Sex differences after trauma have been shown in many studies of isolated or less severe injury with or without hemorrhagic shock. Preclinical studies have demonstrated that females have better outcomes after traumatic brain injury with regards to lesion volume and neuronal death, attenuated postinjury immunosuppression, decreased pulmonary and renal injury after hemorrhagic shock, and improved overall survival (1618). Most of these improved outcomes after injury have been attributed to the protective effects of estrogen (16, 1821). Retrospective analyses have even demonstrated that females are less likely to develop inpatient complications compared to males postinjury (22). Despite this evidence in isolated or less severe injury, there also remains a paucity of data regarding female response and outcomes after severe polytrauma.

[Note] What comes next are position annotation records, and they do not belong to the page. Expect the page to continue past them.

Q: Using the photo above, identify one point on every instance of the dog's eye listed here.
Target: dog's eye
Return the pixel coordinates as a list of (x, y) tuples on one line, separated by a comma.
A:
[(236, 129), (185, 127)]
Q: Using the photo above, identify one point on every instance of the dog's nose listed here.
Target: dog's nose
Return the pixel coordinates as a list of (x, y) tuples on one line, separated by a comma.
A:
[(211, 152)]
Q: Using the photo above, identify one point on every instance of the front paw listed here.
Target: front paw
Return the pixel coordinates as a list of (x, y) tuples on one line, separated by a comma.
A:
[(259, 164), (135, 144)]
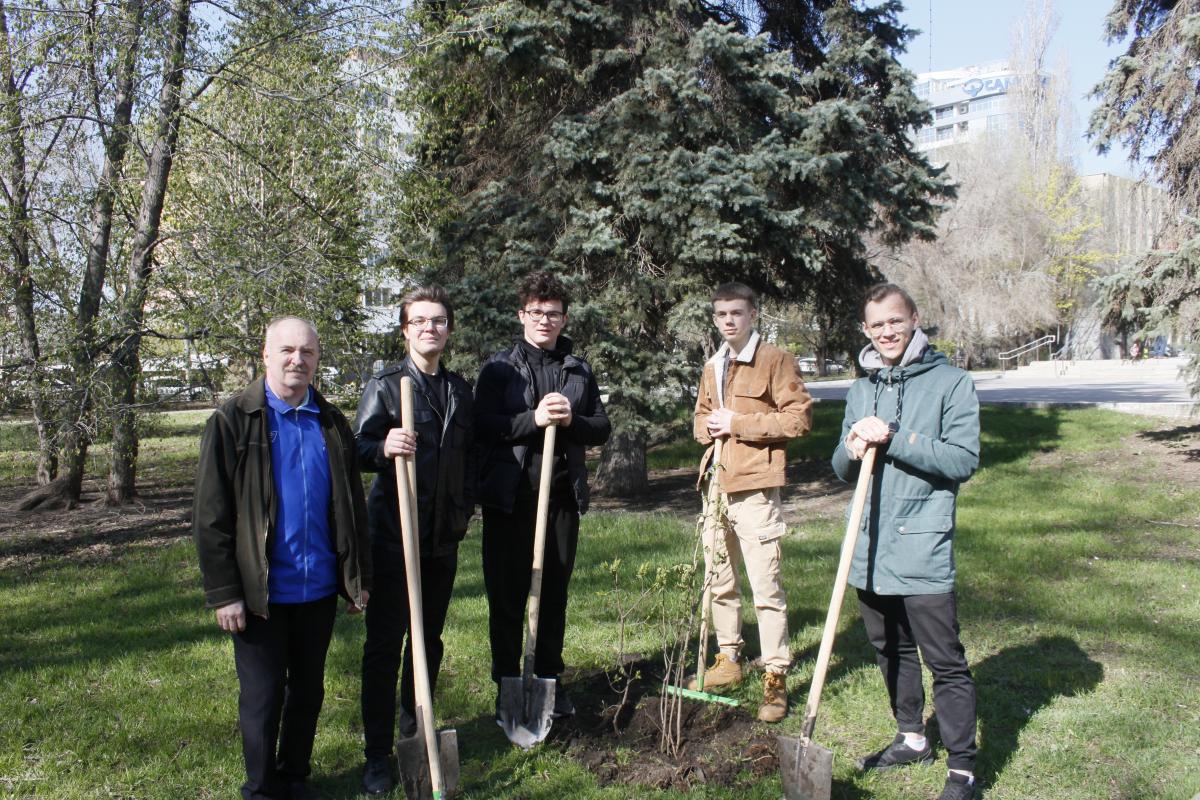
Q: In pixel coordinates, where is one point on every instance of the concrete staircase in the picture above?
(1103, 371)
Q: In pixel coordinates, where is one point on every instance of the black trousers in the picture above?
(508, 566)
(281, 673)
(899, 625)
(387, 629)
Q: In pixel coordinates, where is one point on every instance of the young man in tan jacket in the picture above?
(751, 397)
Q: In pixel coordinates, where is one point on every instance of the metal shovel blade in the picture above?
(527, 715)
(414, 770)
(807, 769)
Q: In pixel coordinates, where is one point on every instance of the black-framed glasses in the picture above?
(419, 323)
(552, 317)
(895, 324)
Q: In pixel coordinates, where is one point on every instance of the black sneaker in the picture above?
(958, 787)
(898, 753)
(301, 791)
(563, 705)
(377, 777)
(406, 723)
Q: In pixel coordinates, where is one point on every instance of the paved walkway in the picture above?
(1150, 386)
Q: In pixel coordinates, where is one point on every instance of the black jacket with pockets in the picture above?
(445, 469)
(504, 401)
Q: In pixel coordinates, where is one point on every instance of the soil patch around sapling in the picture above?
(621, 744)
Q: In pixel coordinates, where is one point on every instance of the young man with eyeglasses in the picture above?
(923, 415)
(751, 397)
(443, 444)
(521, 392)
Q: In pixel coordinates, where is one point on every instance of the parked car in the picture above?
(808, 366)
(177, 390)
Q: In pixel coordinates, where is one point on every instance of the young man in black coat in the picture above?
(521, 392)
(444, 449)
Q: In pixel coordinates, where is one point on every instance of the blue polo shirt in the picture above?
(303, 563)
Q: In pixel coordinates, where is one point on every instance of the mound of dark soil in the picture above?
(621, 743)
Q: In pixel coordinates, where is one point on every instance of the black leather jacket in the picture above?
(504, 401)
(445, 469)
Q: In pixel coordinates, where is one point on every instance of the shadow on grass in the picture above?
(1181, 435)
(1009, 434)
(1015, 684)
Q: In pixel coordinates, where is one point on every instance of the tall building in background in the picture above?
(965, 102)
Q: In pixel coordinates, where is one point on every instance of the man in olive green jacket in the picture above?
(923, 415)
(280, 528)
(751, 397)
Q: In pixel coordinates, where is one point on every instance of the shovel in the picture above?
(527, 703)
(808, 767)
(429, 762)
(711, 499)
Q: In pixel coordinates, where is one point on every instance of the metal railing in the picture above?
(1047, 342)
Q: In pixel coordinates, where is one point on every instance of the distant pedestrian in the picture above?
(923, 415)
(753, 398)
(280, 525)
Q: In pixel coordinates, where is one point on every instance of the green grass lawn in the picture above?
(1079, 571)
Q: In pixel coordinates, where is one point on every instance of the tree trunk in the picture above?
(622, 471)
(84, 350)
(126, 359)
(19, 270)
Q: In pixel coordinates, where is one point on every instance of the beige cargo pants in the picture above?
(748, 529)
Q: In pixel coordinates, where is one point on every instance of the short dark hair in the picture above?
(736, 292)
(881, 292)
(543, 286)
(431, 293)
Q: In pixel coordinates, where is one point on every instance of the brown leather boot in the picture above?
(723, 674)
(774, 698)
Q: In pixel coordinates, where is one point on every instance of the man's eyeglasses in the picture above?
(419, 323)
(552, 317)
(895, 324)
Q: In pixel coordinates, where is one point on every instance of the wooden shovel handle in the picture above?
(862, 491)
(539, 552)
(406, 487)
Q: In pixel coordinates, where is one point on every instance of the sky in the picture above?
(973, 31)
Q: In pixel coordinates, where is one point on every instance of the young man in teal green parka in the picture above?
(923, 415)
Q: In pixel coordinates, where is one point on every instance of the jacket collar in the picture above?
(744, 356)
(253, 398)
(747, 354)
(564, 346)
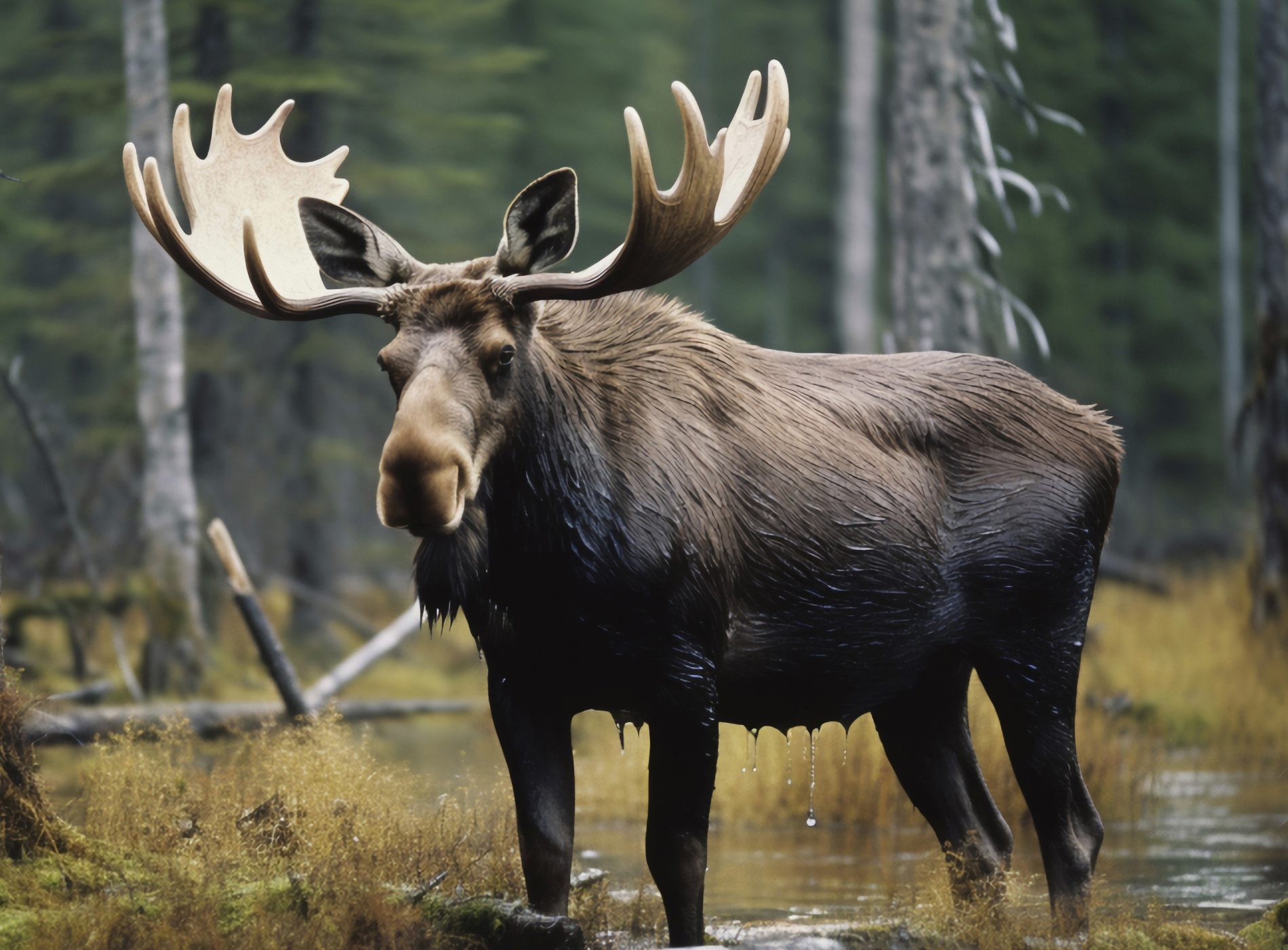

We utilized a preclinical model of severe multicompartmental injury to study multiorgan dysfunction in both male and female subjects. Our aim was to characterize acute changes in weight, systemic inflammation, renal injury, anemia, and lung injury at two days postinjury and evaluate recovery from severe trauma after seven days. We hypothesized that both males and females would demonstrate signs of systemic inflammation and organ dysfunction, but that females would have improved recovery by day seven.

METHODS

Animals

Male and female Sprague-Dawley rats (Charles River, Wilmington, MA) aged 9–11 weeks weighing 168 to 386 grams were housed in pairs on arrival in conventional rodent housing with ad lib access to standard irradiated pelleted diet and water. Prior to initiation of the experiment, rats were acclimated to a 12-hour light-dark cycle for at least 72 hours and remained in their same cage for at least 10 days, with housing room temperature range kept at 68–79°F with 30–70% humidity. Rats were separated after enrollment and housed individually for the duration of the study. The protocol was approved by the Institutional Animal Care and Use Committee (IACUC Protocol 202011247) and carried out in accordance with the national Research Council’s Guide for the Care and Use of Laboratory Animals (23). The ARRIVE guidelines were utilized to ensure proper reporting of methods, results, and discussion (see Supplementary Material 1) (24).

Experimental Design

Rodents were randomly assigned to the following cohorts (n=16/group, with exactly 8 males and 8 females within each group): naïve or polytrauma (PT) for a duration of either two or seven days similar to previously described (25, 26). A total of 72 rats were studied: 64 were assigned to groups and 8 were donors for pseudofracture. A power analysis demonstrated that a minimum of eight rats are needed per group to identify a 30% change, assuming greater than 80% incidence in control rats at baseline. Injuries were chosen to represent blunt chest trauma, hemorrhage, intestinal injury, and lower extremity fractures (PT). Cohorts were unable to be blinded during animal care due to the presence of incisions on experimental groups. Animals were euthanized on postoperative day two or seven unless a humane endpoint was met prior; rats were evaluated and scored twice daily based on set criteria developed with animal care veterinarians (Supplementary Material 2).

To control for estrous cycle variability and given known protective effects of estrogen postinjury, only female rats in the proestrus phase were enrolled for the study (18). Female rats were subjected to vaginal lavage with sterile normal saline and cells evaluated on a under a Nikon Eclipse E200 microscope at 40X objective for predominance of nucleated epithelial cells consistent with the proestrus phase on the potential day of enrollment (27).

Pseudofracture solution was prepared to simulate bilateral femur fractures similar to previous (26, 28, 29). Donor rats of the same age, sex and weight were euthanized and bilateral femurs and tibias harvested under aseptic conditions and crushed, with 3mL of normal saline added to produce a pseudofracture solution as previously described and kept at 4°C until use (30). Only females in the proestrus phase were enrolled as donors. One donor rat supplied pseudofracture solution for four rats.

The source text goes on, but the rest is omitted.